This is the first phase of a multipart rollout that will span the next few months: the currently browsable stock includes miscellaneous new releases from the past 8+ months (we have a lot of catching up to do), plus approximately a third of our backstock. Note that we’ve reduced/slashed prices on many titles and will continue to do so in order to make room for new stock. We’ll also be expanding / tweaking / improving / debugging the site itself (for example, we still have work to do on the automated international postage system, not to mention the inevitable inventory discrepancies that come with transferring an ancient and massive database to a new system).

Over the next few months, as we take inventory, clean house, and delve into our storage, we will be uploading thousands of additional items, gradually, on a near-daily basis. This will include the majority of the LPs, as well as many titles, in all formats, once thought long-gone. Many currently “sold out” items are likely to resurface.

Finally, once our general backstock is up (probably in the next two or three months) we’ll begin making our extensive stockpile of rarities available online for the first time: tons of random out-of-print titles, "deadstock," warehouse finds, secondhand collectibles, etc., accumulated over the past few decades.

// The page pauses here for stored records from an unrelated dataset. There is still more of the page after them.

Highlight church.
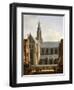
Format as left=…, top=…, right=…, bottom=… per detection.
left=24, top=22, right=59, bottom=65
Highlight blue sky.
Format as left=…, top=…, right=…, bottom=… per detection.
left=23, top=14, right=64, bottom=41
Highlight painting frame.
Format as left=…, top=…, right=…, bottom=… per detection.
left=9, top=3, right=72, bottom=87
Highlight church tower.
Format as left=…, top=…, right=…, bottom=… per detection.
left=36, top=22, right=42, bottom=43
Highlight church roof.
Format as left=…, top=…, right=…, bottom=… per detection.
left=41, top=42, right=59, bottom=48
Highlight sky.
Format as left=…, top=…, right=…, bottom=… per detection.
left=23, top=14, right=64, bottom=41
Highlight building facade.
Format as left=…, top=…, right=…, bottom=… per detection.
left=24, top=22, right=63, bottom=65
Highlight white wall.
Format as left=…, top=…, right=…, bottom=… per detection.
left=0, top=0, right=74, bottom=90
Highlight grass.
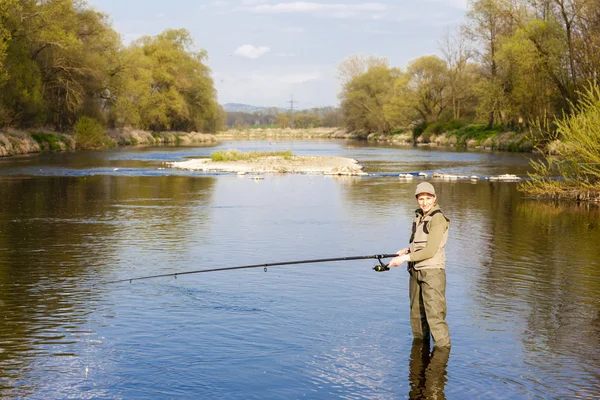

Frequent/returning customers will be getting early access to these items. Details to follow on how this will work (a priority mailing list? a 'frequent flyer'-like program?), but it will not be based on dollars spent. We want to reward those who consistently support us, especially in the discogs marketplace era (to those who show up trying to poach five copies of a one-off rarity, and nothing else, ever… ¯\_(ツ)_/¯ ).

So—we suggest you take some time to dig through the site—even we’ve been surprised by what’s been turning up, and there’s much more to come.